Study: Healthy Eating Is Privilege of the Rich
4th August 2011
Read it.
A healthy diet is expensive and could make it difficult for Americans to meet new U.S. nutritional guidelines, according to a study published Thursday that says the government should do more to help consumers eat healthier.
*sigh* No, eating according to somebody’s bogus definition of a healthy diet is expensive. This is just another transparent ploy to get more government control over everyday life.
“We know more than ever about the science of nutrition, and yet we have not yet been able to move the needle on healthful eating,” he said.
That’s because most of what you ‘know’ ain’t so. Get back to me when ‘scientists’ stop flip-flopping on what foods are good for you and what are bad.
The government should provide help for meeting the nutritional guidelines in an affordable way.
All at taxpayer expense. The government should get out of the business of ‘nutritional guidelines’ and do its job, which is keeping the peace.
UPDATE: David Friedman agrees:
The trick is quite simple. The article pretends to be about what healthy eating costs. It is actually about what people who eat healthily spend. Higher income correlates with better education, so people who spend more also, on average, spend better, nutritionally speaking. That is no evidence that good nutrition costs more—and, as a comparison between the price of spareribs and the price of pork and beans or fruit salad would demonstrate, it often does not. Precisely the same analysis could be used to show that people who spend more on rent eat better too.
August 5th, 2011 at 11:30
Healthy eating involves fresh fruits and vegetables, whatever eating pyramid (or prabala, or rhomboid, or other shape) you espouse.
Fresh fruits and vegetables are available at supermarkets and farm markets, none of which are located in the so-named “produce deserts” wherein most of the poor dwell.
Therefore, the substance of the article is true: if you live in an upscale neighborhood, you can easily find a place where fresh fruits and vegetables are available. If you live in the heart of Detroit, you can’t find them. You could drive, maybe, but you can’t afford a car. You could take the public transportation system…oh, wait–that doesn’t go to the upscale neighborhoods. And, assuming you mirabilae dictu! find some fresh fruits and vegatables, you can’t afford to buy them. To stretch your food budget, you must buy canned or frozen stuff, because they’re cheap. Result? Obesity and type II diebetes, for which you will be roundly pilloried by your affluent “neighbors” (even though they wouldn’t dream of moving to your neighborhood.

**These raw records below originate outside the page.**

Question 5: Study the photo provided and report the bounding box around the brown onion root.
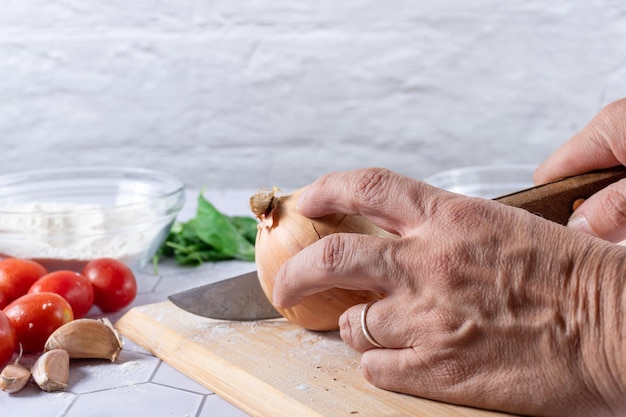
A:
[250,187,397,331]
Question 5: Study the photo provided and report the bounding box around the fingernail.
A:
[296,190,309,211]
[567,214,596,236]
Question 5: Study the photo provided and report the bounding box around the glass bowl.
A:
[0,167,185,271]
[424,164,536,198]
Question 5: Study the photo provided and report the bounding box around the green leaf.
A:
[153,192,257,272]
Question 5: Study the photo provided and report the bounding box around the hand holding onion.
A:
[250,189,397,331]
[262,169,626,416]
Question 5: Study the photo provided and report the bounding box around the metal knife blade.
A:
[168,167,626,321]
[168,271,282,321]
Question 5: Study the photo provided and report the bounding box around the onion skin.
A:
[251,189,397,331]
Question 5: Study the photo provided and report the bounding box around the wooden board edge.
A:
[115,307,324,417]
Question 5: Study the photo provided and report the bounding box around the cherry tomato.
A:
[3,292,74,353]
[82,258,137,313]
[0,258,48,304]
[0,310,17,369]
[28,270,93,319]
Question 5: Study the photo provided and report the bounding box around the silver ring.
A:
[361,300,384,349]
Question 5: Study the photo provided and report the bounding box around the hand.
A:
[273,169,626,416]
[535,99,626,243]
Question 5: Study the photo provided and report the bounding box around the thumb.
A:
[567,180,626,243]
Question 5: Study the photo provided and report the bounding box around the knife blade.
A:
[168,166,626,321]
[168,271,282,321]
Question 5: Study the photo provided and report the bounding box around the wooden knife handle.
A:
[494,166,626,225]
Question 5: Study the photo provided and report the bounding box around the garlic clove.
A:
[0,361,30,394]
[44,318,123,362]
[32,349,70,392]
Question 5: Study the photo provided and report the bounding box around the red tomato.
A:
[28,271,93,319]
[0,310,17,369]
[0,258,48,304]
[3,292,74,353]
[82,258,137,313]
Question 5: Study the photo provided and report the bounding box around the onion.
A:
[250,188,396,331]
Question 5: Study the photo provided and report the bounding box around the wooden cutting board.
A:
[115,301,508,417]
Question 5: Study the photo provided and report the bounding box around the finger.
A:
[361,348,478,407]
[272,233,408,308]
[567,180,626,243]
[298,168,445,235]
[534,99,626,184]
[339,297,408,352]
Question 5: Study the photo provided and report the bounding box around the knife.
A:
[168,166,626,321]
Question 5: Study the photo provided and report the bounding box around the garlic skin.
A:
[0,360,30,394]
[32,349,70,392]
[250,188,398,331]
[44,318,123,362]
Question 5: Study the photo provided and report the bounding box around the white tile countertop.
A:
[0,190,254,417]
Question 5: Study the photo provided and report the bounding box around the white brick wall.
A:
[0,0,626,188]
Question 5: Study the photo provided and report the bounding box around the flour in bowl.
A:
[0,203,169,270]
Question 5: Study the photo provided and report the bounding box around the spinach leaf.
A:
[153,192,257,270]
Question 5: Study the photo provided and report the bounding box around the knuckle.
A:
[320,233,350,271]
[339,312,360,348]
[355,168,393,204]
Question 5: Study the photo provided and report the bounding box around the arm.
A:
[273,169,626,416]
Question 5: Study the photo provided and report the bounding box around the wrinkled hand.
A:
[535,99,626,243]
[273,169,626,416]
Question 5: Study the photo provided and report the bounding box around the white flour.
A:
[0,203,161,260]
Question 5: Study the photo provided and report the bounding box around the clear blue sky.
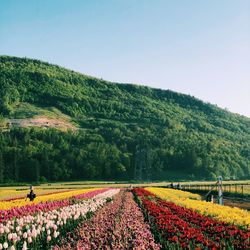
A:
[0,0,250,117]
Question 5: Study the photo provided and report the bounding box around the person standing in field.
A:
[27,185,36,201]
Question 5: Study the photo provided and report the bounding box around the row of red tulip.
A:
[134,188,250,249]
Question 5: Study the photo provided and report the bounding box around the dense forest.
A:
[0,56,250,182]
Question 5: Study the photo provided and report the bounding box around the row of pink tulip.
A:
[0,188,108,223]
[0,189,119,250]
[55,191,160,250]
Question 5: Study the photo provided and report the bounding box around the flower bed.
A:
[0,188,108,222]
[146,188,250,228]
[56,192,160,250]
[0,188,102,210]
[134,189,250,249]
[0,189,119,250]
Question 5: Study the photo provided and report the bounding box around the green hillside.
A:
[0,56,250,182]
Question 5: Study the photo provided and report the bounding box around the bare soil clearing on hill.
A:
[8,117,76,130]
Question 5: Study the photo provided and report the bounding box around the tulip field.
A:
[0,187,250,250]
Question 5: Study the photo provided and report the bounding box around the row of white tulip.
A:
[0,189,119,250]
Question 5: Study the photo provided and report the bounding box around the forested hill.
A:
[0,56,250,182]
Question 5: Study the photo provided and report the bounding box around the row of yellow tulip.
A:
[0,188,99,210]
[146,188,250,228]
[0,188,69,201]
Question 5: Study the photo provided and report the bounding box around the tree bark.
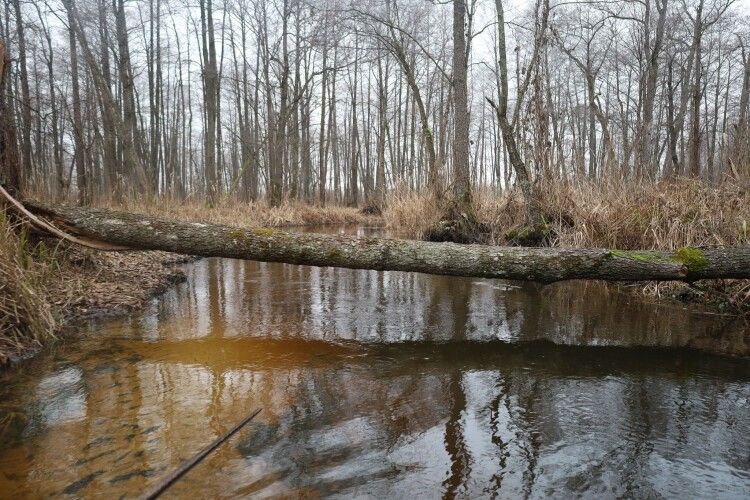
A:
[20,201,750,282]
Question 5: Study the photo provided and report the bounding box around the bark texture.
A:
[26,202,750,282]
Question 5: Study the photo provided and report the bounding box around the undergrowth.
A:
[0,211,58,365]
[383,179,750,314]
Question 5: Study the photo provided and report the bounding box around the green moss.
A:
[675,247,708,272]
[252,227,281,237]
[326,247,343,261]
[609,250,674,264]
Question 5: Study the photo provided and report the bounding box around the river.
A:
[0,228,750,498]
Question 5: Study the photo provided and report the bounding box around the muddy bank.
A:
[0,239,197,368]
[49,249,196,326]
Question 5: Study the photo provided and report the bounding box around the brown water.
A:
[0,229,750,498]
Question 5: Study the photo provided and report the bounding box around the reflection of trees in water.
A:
[0,259,750,497]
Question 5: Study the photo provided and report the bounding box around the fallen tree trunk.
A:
[20,202,750,282]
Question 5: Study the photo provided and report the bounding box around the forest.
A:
[0,0,750,207]
[0,0,750,499]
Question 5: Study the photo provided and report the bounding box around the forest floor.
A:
[0,201,382,366]
[383,179,750,315]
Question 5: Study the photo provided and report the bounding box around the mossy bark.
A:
[20,202,750,282]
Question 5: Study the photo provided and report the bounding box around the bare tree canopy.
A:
[0,0,750,205]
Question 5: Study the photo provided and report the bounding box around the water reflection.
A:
[128,259,750,356]
[0,245,750,498]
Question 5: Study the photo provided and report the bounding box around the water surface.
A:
[0,229,750,498]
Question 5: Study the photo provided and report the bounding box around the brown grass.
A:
[383,179,750,314]
[383,179,750,250]
[100,199,380,227]
[0,211,58,365]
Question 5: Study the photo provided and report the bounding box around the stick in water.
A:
[141,408,260,500]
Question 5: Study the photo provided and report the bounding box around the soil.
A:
[47,243,197,324]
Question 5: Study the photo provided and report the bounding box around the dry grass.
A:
[0,211,58,365]
[383,179,750,314]
[0,210,184,366]
[383,180,750,250]
[100,198,379,227]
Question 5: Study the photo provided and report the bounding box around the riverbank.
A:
[0,180,750,365]
[383,179,750,315]
[0,200,379,366]
[0,218,191,366]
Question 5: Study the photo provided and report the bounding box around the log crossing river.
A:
[0,228,750,498]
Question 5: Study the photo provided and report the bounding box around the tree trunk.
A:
[20,201,750,282]
[453,0,471,204]
[67,0,90,205]
[13,0,32,190]
[0,41,21,194]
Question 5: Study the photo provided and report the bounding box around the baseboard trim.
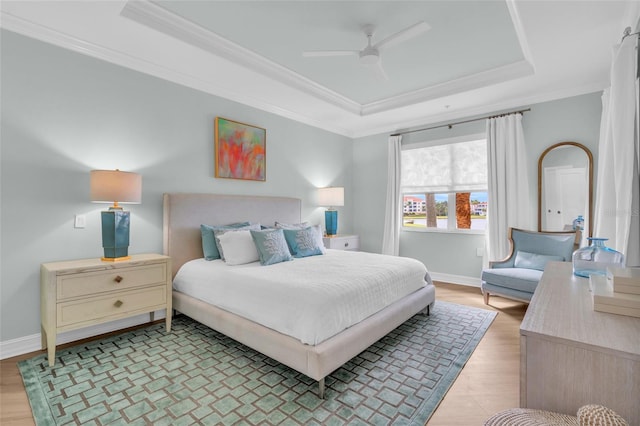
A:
[0,310,166,359]
[429,272,480,288]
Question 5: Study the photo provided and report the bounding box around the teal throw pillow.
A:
[213,223,260,262]
[200,222,251,260]
[284,226,324,257]
[513,251,564,271]
[251,229,293,265]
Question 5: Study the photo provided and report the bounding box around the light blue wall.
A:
[353,93,602,281]
[0,31,353,341]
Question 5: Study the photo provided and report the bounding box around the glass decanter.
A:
[572,238,624,278]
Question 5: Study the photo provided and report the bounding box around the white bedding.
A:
[173,250,432,345]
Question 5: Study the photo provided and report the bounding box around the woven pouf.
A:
[485,408,578,426]
[578,405,628,426]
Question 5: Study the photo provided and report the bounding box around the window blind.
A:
[400,139,487,194]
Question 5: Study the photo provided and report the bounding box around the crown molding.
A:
[120,0,361,114]
[362,61,533,116]
[352,82,608,139]
[0,10,353,137]
[121,0,533,117]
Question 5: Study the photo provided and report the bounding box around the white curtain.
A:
[594,37,640,266]
[382,136,402,256]
[484,114,535,266]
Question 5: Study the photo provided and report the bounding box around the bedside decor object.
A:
[572,238,624,278]
[318,186,344,235]
[215,117,267,182]
[91,169,142,262]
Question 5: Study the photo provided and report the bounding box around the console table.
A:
[520,262,640,425]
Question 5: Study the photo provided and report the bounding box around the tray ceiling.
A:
[1,0,640,137]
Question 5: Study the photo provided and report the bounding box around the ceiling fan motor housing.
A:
[359,46,380,65]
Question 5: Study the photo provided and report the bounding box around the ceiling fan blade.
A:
[366,61,389,80]
[373,21,431,50]
[302,50,360,58]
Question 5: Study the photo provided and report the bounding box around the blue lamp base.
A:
[324,210,338,235]
[102,210,130,262]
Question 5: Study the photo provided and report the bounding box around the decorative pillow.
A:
[284,225,324,257]
[251,229,293,265]
[216,230,260,265]
[213,224,260,262]
[276,222,311,229]
[513,251,564,271]
[200,222,251,260]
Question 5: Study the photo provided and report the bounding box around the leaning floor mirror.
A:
[538,142,593,246]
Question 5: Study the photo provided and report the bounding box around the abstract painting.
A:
[215,117,267,182]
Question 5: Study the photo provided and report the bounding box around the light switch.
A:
[73,214,87,229]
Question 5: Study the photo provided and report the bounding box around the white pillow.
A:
[218,231,260,265]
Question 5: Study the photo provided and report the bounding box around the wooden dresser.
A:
[520,262,640,425]
[40,254,172,366]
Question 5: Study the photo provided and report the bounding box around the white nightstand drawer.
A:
[57,285,171,327]
[322,235,360,250]
[57,263,167,300]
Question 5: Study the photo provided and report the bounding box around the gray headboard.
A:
[162,193,302,276]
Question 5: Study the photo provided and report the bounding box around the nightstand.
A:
[40,254,172,366]
[322,235,360,251]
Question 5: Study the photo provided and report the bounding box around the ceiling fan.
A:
[302,21,431,80]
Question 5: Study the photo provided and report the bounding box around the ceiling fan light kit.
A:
[302,21,431,80]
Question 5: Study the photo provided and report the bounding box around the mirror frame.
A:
[538,142,593,237]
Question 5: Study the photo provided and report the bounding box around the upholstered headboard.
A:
[162,193,302,276]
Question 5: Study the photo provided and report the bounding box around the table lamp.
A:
[318,186,344,236]
[91,169,142,262]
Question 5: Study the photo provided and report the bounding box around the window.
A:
[401,135,487,232]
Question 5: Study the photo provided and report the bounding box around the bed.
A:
[163,193,435,398]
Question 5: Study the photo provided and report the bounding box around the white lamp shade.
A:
[91,170,142,204]
[318,186,344,207]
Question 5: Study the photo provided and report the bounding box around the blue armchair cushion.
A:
[482,268,542,293]
[513,251,564,271]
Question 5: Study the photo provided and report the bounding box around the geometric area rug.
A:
[18,301,496,425]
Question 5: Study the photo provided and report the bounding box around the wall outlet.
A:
[73,214,87,229]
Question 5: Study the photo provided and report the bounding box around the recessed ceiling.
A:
[0,0,640,137]
[158,1,524,105]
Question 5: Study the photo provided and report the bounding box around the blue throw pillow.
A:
[200,222,251,260]
[251,229,293,265]
[513,251,564,271]
[284,226,324,257]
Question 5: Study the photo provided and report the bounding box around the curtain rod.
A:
[390,108,531,136]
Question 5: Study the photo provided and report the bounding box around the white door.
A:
[543,167,588,231]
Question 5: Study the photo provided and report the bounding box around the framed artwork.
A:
[215,117,267,182]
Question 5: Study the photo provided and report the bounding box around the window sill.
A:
[400,226,485,235]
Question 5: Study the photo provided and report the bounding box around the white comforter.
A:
[173,250,431,345]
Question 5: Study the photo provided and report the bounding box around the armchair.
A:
[480,228,577,305]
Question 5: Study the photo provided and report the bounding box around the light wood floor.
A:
[0,283,527,426]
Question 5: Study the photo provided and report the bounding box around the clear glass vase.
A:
[573,238,624,278]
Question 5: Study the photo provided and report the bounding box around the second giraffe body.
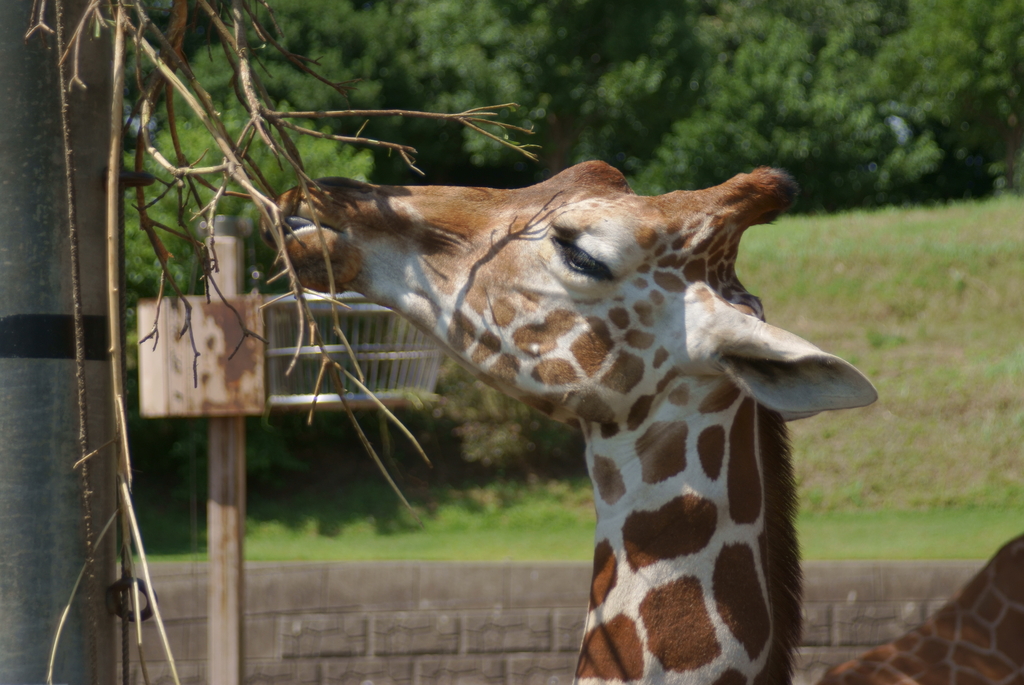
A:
[264,163,876,685]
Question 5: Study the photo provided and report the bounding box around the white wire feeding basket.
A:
[264,293,442,410]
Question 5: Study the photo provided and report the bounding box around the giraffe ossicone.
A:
[264,162,877,685]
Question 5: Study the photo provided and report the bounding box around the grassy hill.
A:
[739,198,1024,509]
[141,197,1024,559]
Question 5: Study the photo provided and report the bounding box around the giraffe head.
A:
[264,162,877,430]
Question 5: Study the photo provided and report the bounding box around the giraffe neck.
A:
[577,382,800,685]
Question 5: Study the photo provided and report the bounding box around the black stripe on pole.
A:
[0,314,108,361]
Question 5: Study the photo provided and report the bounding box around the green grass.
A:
[143,480,1024,561]
[143,197,1024,560]
[737,197,1024,509]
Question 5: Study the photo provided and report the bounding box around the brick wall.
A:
[123,561,981,685]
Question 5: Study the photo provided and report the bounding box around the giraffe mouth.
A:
[284,216,337,241]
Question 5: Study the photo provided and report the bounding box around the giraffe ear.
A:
[704,312,879,421]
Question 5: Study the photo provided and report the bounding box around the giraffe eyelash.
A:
[551,236,614,281]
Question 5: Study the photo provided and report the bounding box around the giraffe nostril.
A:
[285,216,315,233]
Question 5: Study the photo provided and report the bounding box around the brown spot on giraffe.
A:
[697,424,725,480]
[623,495,718,570]
[669,385,690,406]
[992,546,1024,604]
[530,359,579,385]
[601,351,646,394]
[995,607,1024,668]
[575,614,643,681]
[640,575,722,672]
[712,669,746,685]
[916,638,951,662]
[608,307,630,329]
[712,545,771,659]
[727,397,761,523]
[487,354,519,383]
[683,259,708,283]
[697,379,739,414]
[472,331,502,365]
[626,395,654,430]
[975,590,1002,623]
[950,644,1017,683]
[490,297,516,328]
[636,226,657,250]
[569,316,614,376]
[590,540,618,609]
[447,311,476,352]
[636,421,689,483]
[956,613,998,651]
[594,455,626,504]
[512,309,577,356]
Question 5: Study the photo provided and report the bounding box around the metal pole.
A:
[0,0,116,684]
[207,216,246,685]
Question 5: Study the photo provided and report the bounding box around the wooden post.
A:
[207,417,246,685]
[207,216,246,685]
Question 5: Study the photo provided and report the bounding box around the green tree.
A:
[880,0,1024,188]
[637,0,941,210]
[180,0,699,185]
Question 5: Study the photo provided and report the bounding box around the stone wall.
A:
[131,561,981,685]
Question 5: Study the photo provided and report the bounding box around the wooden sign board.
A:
[138,295,264,419]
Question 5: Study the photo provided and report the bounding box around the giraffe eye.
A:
[551,237,612,281]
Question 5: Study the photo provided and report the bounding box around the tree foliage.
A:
[879,0,1024,187]
[165,0,1024,205]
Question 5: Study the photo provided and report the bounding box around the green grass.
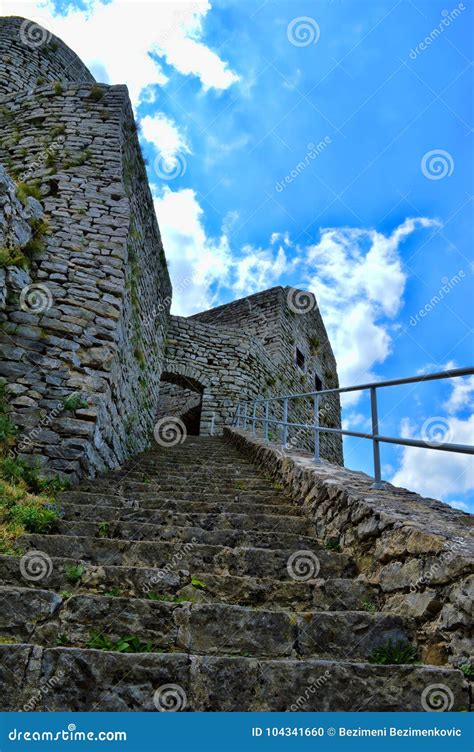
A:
[0,380,68,555]
[369,640,417,666]
[146,590,189,603]
[64,564,86,585]
[104,585,123,598]
[89,84,105,102]
[87,632,154,653]
[16,180,42,204]
[459,662,474,679]
[191,577,207,590]
[324,538,341,553]
[63,392,89,412]
[97,522,110,538]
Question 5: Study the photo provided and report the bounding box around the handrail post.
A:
[282,397,288,448]
[370,386,385,489]
[314,394,321,465]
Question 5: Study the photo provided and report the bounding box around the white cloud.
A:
[10,0,238,105]
[444,376,474,414]
[391,415,474,508]
[302,217,437,394]
[155,187,231,316]
[232,245,288,295]
[140,113,191,156]
[391,374,474,511]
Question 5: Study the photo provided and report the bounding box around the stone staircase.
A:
[0,437,469,711]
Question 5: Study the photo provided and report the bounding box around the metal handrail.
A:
[233,366,474,488]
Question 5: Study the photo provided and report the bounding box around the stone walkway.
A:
[0,437,469,711]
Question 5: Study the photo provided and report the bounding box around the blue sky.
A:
[8,0,474,511]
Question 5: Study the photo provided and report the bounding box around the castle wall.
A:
[0,66,171,477]
[159,316,274,435]
[0,16,94,97]
[189,287,342,464]
[0,18,342,477]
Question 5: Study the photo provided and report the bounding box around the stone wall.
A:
[0,16,94,96]
[159,316,274,435]
[0,19,171,477]
[225,429,474,666]
[181,287,342,464]
[0,17,342,478]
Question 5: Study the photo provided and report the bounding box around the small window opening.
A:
[295,347,305,371]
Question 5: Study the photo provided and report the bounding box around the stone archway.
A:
[157,367,208,436]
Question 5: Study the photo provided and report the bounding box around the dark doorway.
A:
[157,371,204,436]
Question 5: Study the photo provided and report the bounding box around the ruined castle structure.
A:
[0,17,342,479]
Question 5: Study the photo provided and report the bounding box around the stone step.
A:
[0,645,470,712]
[58,491,302,517]
[54,517,324,552]
[103,462,264,478]
[81,475,281,498]
[0,588,411,660]
[0,556,374,611]
[61,503,314,536]
[17,534,356,580]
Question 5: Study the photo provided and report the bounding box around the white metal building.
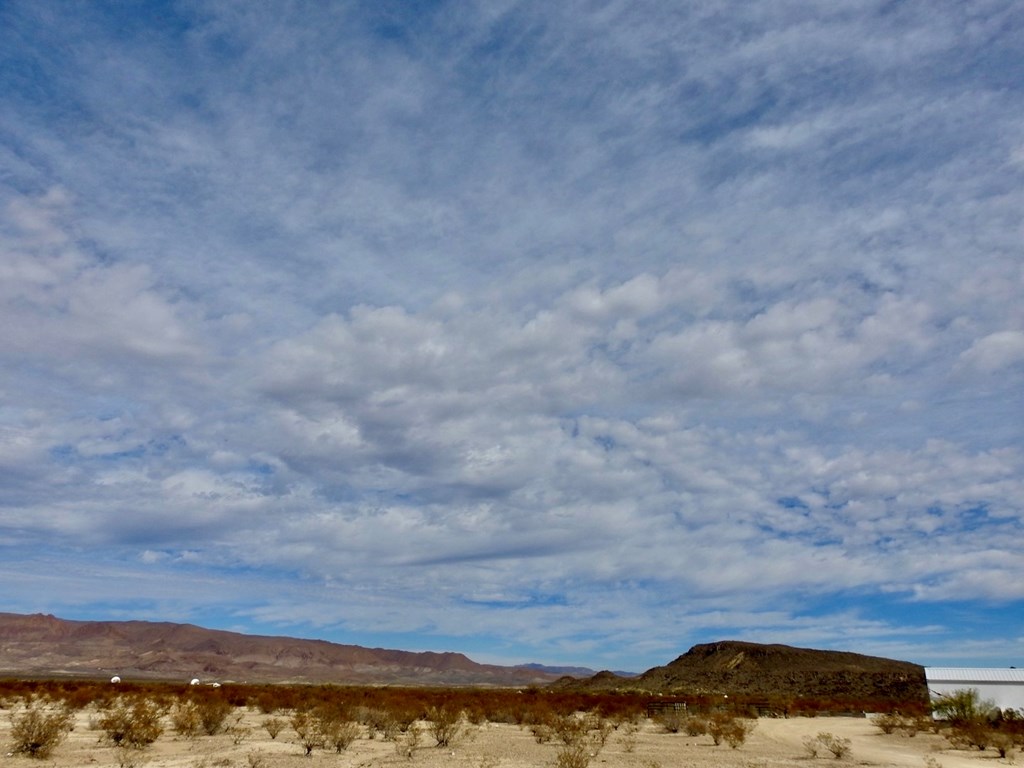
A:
[925,667,1024,712]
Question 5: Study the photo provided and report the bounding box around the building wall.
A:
[925,668,1024,712]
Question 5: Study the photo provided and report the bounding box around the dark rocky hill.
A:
[555,641,928,705]
[0,613,556,685]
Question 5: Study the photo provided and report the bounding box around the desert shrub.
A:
[946,718,995,751]
[803,736,821,758]
[588,714,615,746]
[427,706,463,746]
[322,720,359,753]
[10,701,72,759]
[932,688,997,726]
[195,696,234,736]
[654,710,693,735]
[871,712,903,734]
[289,710,324,755]
[98,696,164,750]
[683,715,708,736]
[621,723,639,753]
[394,723,423,760]
[555,741,592,768]
[529,723,555,744]
[170,701,202,738]
[263,718,285,740]
[988,731,1014,760]
[708,716,757,750]
[552,715,589,745]
[815,731,850,760]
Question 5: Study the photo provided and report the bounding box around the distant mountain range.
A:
[0,613,927,702]
[554,640,928,703]
[0,613,569,685]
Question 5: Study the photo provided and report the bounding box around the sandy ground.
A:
[0,709,1014,768]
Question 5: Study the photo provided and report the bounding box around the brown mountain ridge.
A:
[0,612,927,702]
[554,641,928,703]
[0,613,556,685]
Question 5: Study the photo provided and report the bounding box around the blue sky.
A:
[0,0,1024,671]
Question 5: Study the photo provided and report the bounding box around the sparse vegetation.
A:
[97,696,164,750]
[427,706,463,746]
[10,700,72,759]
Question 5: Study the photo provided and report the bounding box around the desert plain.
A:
[0,708,1014,768]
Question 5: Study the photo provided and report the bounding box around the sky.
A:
[0,0,1024,672]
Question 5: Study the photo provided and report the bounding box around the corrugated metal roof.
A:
[925,667,1024,683]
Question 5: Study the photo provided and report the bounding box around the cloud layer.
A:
[0,2,1024,669]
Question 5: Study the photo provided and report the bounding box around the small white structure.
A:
[925,667,1024,712]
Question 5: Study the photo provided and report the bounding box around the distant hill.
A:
[0,613,557,686]
[518,664,637,677]
[554,641,928,702]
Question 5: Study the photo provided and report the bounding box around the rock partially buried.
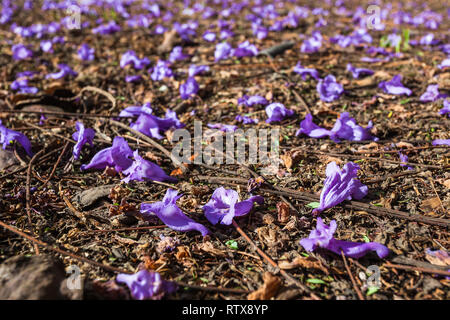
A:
[0,255,82,300]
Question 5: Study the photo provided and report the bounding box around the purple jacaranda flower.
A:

Yet another example to match our current health-care “system”: the Rich live, the Poor die.
August 6th, 2011 at 05:29
Except that the Poor don’t die, they just get obese. “I want to live in a country where the poor people are fat.”
And if they had fresh fruits and vegetables available, they wouldn’t eat them anyway … too busy scarfing down Happy Meals, as MacDonald’s has learned by trying to sell salads and such. Presumably the ‘progressive’ answer to that is to force ‘the poor’ to eat what the commissars think they ought to eat rather than what they want. ‘Well, we’re all for choice, you understand, just not that choice.’
The ability of ‘progressives’ to ignore reality in favor of their precious mythology is a cornerstone of modern American culture.